FALAITE ME 8, 2026
2 KALONIKALI 1-4; 1 PITA 5:5-11
Pride is the soil in which every other sin grows.
Ko e ‘afungi, ko e kelekele ia ‘oku tupu ai ‘a e ngaahi angahala kehekehe.
Pride is the enemy of every single human being. It is the disease of diseases, the pandemic that infects and destroys everyone, apart from divine intervention. It is the reason every day is a spiritual war. It causes us to be shockingly self-righteous. It turns relationships of love into battlegrounds. It causes you to excuse your sin while being all too focused on the sin of others. Pride makes you rebel against authority, while desiring way too much power and control. It causes you to be eaten up by bitterness and envy. It makes you want to be first, and it makes waiting feel painful. It causes you to get mad when people disagree with you, and it makes you think your ideas are always the best. It makes you think you are religious, when the only thing you really worship is yourself. Pride led to the fall in the garden of Eden and has caused every fall ever since.
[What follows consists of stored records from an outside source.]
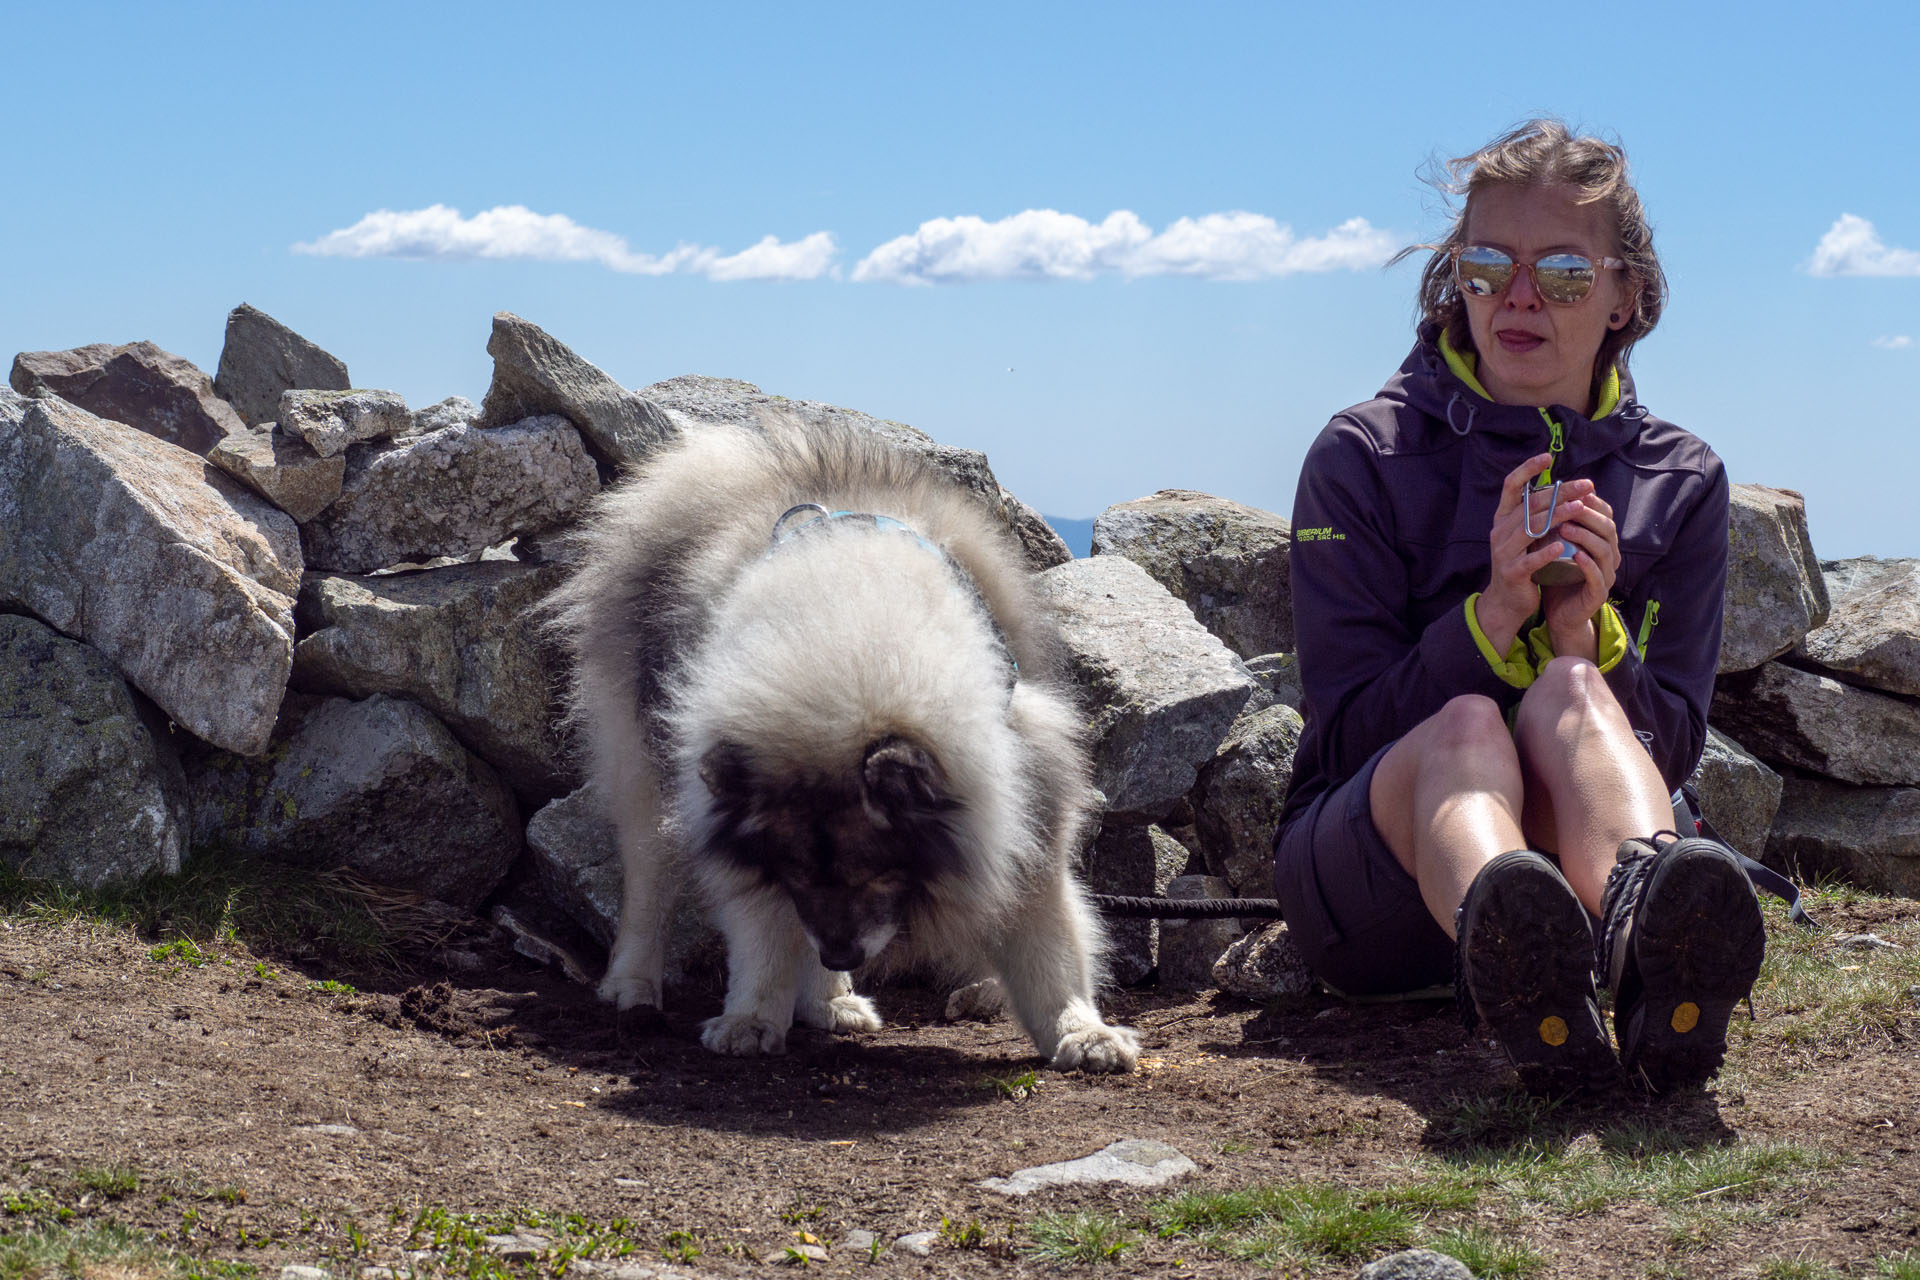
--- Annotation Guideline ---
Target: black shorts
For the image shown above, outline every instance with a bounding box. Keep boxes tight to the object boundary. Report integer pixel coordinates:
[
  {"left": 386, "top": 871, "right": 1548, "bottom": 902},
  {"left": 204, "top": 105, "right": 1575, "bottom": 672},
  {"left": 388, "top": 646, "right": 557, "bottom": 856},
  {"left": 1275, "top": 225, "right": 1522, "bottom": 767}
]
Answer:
[{"left": 1271, "top": 741, "right": 1453, "bottom": 996}]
It is the root cause of every transgression of God's law, every moment when someone tries to steal his glory.
There is only one solution to the universal pandemic of pride: the sightgiving, convicting, rescuing, forgiving, and transforming power of God's grace. Only divine power can rescue us from our obsession with ourselves and our desire to be central. Only God's grace can cause you to mourn your pride and and release you from cry out for God's help. Only grace can humble you and release you from your bondage to your kingdom of one. Only grace can keep you from constantly taking credit for that which you never could have done in your own wisdom and strength. Pride destroys. Its roadway always leads to one destination: spiritual death. Essentially, pride is about wanting the acclaim, glory, power, and control that belong to God alone.
Second Chronicles 1:1 offers a thunderous summary of Solomon's power, wisdom, and wealth: "Solomon the son of David established himself in his kingdom, and the LORD his God was with him and made him exceedingly great." Solomon is not the focus or the hero of his own story. Solomon is not the one in the narrative that we should be amazed by. Solomon is not whom our awe and praise should land on. Everything that Solomon has and has accomplished is ultimately the work of someone greater. Glory belongs to the one who chose Solomon and who exercised divine power to make him great. Why was Solomon great? Because God was with him and made him great. May this also be true of us and of every good and great thing in our lives. Humility begins when we confess that behind every form of human grandeur is the incalculable grandeur and glory of the King of kings and Lord of lords. May God give each of us the grace to make that confession again and again.